Recognizing that healthy water resources are an economic imperative, Freyman focuses her efforts on reshaping how economic factors value water and drive better water management. Freyman works with investors on deepening their integration of environmental, social, and governance factors—particularly with water—into portfolio management and engagement processes. Freyman directs the Investor Water Hub, a working group of the Investor Network on Climate Risk promoting peer-to-peer learning and is developing an investor water risk assessment approach. Freyman also studies water risks in shale energy development and supports the Water Program’s work on water issues across many sectors including agriculture, infrastructure, and municipal systems. Freyman has authored “An Investor Handbook for Water Risk Integration” and “Hydraulic Fracturing & Water Stress: Water Demand by the Numbers, Shareholder, Lender & Operator Guide to Water Sourcing” for Ceres.
What She Does Day to Day
“As director of investor water initiatives at Ceres, I predominantly speak with investors about how they can be financially exposed to water risks, issues, and opportunities,” notes Freyman. “I work with pension fund and mutual fund managers to improve their research processes to include an understanding of environmental and water risks, and how they can systematically assess and mitigate these risks in their investment decision-making. I also work with large companies about how they can more successfully speak with the investors that lend to them or own their shares about water risks and stewardship strategies. This work involves speaking at many meetings and events. I try to get out into the field as much as possible.”
What Led Her Into This Line of Work
Growing up in southern Alberta, Freyman would spend hours standing in a prairie pothole on the family farm collecting minnows and “observing the incredible diversity of organisms,” she notes. “I also very much enjoyed traveling throughout my life and university studies and appreciated the connectivity and information flow in financial markets.
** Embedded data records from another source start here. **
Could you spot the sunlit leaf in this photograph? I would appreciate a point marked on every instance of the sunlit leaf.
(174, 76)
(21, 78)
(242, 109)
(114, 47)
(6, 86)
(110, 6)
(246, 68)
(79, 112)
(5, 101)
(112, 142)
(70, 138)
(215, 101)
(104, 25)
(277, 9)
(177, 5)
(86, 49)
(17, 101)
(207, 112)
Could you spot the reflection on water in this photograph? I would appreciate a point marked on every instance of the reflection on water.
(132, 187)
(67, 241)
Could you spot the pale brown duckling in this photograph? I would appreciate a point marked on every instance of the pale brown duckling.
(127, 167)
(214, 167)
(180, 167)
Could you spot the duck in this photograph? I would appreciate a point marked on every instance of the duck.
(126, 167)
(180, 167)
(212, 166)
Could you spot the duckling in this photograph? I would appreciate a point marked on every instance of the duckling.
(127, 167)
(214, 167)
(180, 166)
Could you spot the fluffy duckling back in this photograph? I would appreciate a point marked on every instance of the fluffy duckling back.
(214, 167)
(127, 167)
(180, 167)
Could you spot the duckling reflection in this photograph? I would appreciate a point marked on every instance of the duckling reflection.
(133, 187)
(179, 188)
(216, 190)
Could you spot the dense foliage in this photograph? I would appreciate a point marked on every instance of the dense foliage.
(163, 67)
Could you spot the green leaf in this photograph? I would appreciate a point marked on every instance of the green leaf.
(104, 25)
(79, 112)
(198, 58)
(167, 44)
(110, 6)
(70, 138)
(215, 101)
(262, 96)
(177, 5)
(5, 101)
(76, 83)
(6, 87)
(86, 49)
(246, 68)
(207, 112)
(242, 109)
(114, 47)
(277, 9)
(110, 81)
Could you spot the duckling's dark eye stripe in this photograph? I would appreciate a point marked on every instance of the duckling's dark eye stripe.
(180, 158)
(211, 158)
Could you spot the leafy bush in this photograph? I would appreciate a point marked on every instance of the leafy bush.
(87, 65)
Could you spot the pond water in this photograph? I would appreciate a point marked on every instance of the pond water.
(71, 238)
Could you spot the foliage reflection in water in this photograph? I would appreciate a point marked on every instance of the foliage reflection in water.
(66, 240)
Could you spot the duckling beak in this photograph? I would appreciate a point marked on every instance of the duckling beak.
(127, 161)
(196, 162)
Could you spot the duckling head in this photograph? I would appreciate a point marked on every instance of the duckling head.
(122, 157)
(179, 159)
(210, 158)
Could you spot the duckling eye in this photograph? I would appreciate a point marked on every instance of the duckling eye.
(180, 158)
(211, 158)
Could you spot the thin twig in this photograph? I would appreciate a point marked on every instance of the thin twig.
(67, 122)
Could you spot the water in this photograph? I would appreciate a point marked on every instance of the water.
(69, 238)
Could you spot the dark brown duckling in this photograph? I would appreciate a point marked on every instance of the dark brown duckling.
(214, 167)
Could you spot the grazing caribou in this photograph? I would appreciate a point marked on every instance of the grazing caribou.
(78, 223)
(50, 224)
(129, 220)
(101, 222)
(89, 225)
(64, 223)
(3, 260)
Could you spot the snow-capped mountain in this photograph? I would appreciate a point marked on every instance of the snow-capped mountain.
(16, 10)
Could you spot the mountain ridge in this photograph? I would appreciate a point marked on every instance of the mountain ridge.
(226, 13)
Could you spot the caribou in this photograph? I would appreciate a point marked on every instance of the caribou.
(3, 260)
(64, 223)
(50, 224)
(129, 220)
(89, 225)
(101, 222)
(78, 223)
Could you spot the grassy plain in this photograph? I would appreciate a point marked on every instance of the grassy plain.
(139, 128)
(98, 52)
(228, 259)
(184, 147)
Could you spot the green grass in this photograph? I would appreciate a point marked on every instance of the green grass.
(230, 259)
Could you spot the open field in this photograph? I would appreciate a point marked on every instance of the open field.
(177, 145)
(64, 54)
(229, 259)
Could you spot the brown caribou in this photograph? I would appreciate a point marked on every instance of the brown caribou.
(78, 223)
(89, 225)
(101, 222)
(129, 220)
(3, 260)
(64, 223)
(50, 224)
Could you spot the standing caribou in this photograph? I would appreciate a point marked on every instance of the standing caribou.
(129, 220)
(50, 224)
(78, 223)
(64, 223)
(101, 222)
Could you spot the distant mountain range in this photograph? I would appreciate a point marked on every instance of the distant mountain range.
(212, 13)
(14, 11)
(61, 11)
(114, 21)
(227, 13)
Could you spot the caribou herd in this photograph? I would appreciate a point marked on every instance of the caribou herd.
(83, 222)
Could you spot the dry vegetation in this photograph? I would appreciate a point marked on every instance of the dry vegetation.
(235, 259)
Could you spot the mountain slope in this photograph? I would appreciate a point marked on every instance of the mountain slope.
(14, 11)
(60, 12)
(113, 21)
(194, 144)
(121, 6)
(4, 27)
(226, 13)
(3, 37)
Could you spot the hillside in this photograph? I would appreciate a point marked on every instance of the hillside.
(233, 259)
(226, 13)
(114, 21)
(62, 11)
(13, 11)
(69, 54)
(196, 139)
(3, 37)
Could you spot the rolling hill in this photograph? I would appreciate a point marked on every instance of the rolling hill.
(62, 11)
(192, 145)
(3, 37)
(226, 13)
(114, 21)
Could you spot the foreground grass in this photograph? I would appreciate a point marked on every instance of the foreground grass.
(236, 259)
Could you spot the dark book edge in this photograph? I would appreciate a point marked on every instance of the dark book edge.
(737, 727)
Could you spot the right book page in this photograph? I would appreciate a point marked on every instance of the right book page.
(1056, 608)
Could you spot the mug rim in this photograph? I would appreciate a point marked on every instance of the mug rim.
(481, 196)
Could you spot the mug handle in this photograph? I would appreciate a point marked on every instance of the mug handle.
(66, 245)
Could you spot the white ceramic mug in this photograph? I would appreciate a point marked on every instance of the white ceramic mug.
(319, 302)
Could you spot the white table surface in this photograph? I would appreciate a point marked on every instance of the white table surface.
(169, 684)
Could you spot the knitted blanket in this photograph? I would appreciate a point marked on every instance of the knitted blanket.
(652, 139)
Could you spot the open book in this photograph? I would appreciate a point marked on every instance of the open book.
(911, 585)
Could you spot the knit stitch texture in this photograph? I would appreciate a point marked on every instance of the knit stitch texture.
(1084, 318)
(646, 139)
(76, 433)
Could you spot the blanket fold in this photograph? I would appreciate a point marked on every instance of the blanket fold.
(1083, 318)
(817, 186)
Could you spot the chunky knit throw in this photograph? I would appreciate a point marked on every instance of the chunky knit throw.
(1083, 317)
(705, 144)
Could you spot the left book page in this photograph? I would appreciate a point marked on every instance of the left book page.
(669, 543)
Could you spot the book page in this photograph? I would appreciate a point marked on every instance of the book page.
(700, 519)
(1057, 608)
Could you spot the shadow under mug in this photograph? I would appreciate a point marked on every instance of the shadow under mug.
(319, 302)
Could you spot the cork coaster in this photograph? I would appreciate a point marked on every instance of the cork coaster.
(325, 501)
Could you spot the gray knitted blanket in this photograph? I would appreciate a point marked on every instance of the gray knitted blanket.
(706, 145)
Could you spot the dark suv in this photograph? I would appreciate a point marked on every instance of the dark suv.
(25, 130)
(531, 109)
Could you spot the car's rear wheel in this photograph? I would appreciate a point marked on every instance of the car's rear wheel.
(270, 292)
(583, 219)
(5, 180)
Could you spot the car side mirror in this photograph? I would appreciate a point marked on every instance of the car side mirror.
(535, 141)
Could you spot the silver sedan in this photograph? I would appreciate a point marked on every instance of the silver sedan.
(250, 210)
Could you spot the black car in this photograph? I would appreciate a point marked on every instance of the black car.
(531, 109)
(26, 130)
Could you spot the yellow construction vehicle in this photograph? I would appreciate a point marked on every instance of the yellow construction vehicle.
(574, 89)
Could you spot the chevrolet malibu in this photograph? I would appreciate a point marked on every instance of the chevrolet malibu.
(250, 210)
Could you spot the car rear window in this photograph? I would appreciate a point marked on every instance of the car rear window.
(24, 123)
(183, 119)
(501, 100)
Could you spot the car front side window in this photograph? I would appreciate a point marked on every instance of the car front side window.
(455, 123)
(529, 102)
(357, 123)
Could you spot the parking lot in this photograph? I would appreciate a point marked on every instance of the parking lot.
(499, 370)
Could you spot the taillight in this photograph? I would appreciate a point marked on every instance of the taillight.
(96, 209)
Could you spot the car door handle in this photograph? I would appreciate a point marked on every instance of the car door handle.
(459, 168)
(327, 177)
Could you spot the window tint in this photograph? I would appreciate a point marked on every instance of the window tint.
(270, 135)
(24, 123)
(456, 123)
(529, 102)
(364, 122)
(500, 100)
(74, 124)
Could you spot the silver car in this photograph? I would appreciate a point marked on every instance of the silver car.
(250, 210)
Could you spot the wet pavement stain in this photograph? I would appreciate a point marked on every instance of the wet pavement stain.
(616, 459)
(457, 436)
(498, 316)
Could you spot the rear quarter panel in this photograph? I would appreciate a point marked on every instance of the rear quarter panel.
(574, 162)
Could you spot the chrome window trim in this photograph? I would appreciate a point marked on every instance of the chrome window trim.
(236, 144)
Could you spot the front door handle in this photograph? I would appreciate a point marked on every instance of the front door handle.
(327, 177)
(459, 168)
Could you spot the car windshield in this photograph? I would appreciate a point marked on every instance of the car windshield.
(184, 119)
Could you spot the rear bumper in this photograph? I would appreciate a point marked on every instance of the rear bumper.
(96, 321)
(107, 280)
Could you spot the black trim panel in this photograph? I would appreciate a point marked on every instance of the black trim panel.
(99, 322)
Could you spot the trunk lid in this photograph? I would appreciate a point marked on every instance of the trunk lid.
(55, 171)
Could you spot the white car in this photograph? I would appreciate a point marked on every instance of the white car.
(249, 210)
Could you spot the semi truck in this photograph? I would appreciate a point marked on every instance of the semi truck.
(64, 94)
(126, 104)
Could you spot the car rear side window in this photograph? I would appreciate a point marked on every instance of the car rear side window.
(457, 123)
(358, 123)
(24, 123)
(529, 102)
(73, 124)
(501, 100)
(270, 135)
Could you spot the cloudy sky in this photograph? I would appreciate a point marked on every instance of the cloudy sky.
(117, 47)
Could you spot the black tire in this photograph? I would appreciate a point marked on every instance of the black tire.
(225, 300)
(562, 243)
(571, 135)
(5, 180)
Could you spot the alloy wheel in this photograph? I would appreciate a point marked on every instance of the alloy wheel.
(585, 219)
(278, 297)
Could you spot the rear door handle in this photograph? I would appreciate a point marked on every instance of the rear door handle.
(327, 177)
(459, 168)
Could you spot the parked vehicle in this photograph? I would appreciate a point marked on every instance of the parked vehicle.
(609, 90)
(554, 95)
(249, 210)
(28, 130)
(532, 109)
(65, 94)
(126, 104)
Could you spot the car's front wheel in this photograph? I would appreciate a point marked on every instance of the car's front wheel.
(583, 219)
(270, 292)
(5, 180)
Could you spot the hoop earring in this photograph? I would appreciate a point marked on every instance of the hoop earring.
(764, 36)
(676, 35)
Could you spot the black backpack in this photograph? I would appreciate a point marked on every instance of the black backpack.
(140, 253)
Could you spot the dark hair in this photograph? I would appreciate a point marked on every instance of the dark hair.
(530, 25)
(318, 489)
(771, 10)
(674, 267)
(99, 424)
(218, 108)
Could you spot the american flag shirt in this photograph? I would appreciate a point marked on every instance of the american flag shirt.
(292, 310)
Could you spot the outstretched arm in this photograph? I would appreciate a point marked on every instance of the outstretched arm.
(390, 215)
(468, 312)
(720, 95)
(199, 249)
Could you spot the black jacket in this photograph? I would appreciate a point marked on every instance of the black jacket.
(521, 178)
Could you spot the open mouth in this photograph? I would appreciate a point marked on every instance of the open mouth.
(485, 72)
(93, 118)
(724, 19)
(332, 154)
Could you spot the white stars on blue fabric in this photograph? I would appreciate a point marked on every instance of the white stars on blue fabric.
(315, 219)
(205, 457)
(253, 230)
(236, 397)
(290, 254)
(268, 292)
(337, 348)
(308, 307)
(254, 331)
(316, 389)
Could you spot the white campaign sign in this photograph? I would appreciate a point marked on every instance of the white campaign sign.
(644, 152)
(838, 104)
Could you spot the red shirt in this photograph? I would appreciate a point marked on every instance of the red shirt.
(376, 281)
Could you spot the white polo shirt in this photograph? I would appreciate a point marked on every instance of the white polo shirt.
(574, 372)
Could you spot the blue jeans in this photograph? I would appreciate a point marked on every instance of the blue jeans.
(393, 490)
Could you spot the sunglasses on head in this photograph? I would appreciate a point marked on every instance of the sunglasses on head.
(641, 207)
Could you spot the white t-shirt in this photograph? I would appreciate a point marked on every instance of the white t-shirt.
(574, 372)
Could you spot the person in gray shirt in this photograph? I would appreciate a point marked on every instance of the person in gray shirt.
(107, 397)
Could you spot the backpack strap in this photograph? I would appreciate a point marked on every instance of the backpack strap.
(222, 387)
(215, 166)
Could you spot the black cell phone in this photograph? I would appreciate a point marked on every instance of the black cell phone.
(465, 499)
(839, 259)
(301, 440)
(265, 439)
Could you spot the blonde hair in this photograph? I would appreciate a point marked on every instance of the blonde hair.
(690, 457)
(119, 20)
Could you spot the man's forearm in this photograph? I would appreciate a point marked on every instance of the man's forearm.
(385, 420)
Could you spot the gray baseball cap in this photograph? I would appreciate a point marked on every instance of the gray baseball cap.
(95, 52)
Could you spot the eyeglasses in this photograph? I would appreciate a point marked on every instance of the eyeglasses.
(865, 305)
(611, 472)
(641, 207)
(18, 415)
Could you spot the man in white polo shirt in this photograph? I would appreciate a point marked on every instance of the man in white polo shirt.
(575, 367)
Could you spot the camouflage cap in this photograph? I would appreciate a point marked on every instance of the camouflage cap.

I married my love of ecology and water with finance by doing a degree in both and trying to connect the dots more closely between the two.”
Freyman earned a finance degree and holds a Chartered Financial Analyst designation. She also has an M.S. degree in Aquatic Ecology with a focus on Great Lakes wetlands and nutrient cycling.
Prior to going to work for Ceres, Freyman worked as a research consultant for the Initiative for Responsible Investment at Harvard, publishing a white paper that explored the roots of the concept of sustainability from a variety of fields to inform the Sustainable Accounting Standards Board. Before that, she worked as a financial analyst for an emerging market equity fund and in fixed income sell-side research. Freyman was awarded the National Science Foundation Graduate Research Fellowship for her work on wetland ecosystems.
What She Likes Best About Her Work
“I really like that my work bridges two worlds—the finance community with the scientific and water community,” says Freyman. “What is inspiring is that there are many people in both groups who very much do want to learn about the other.”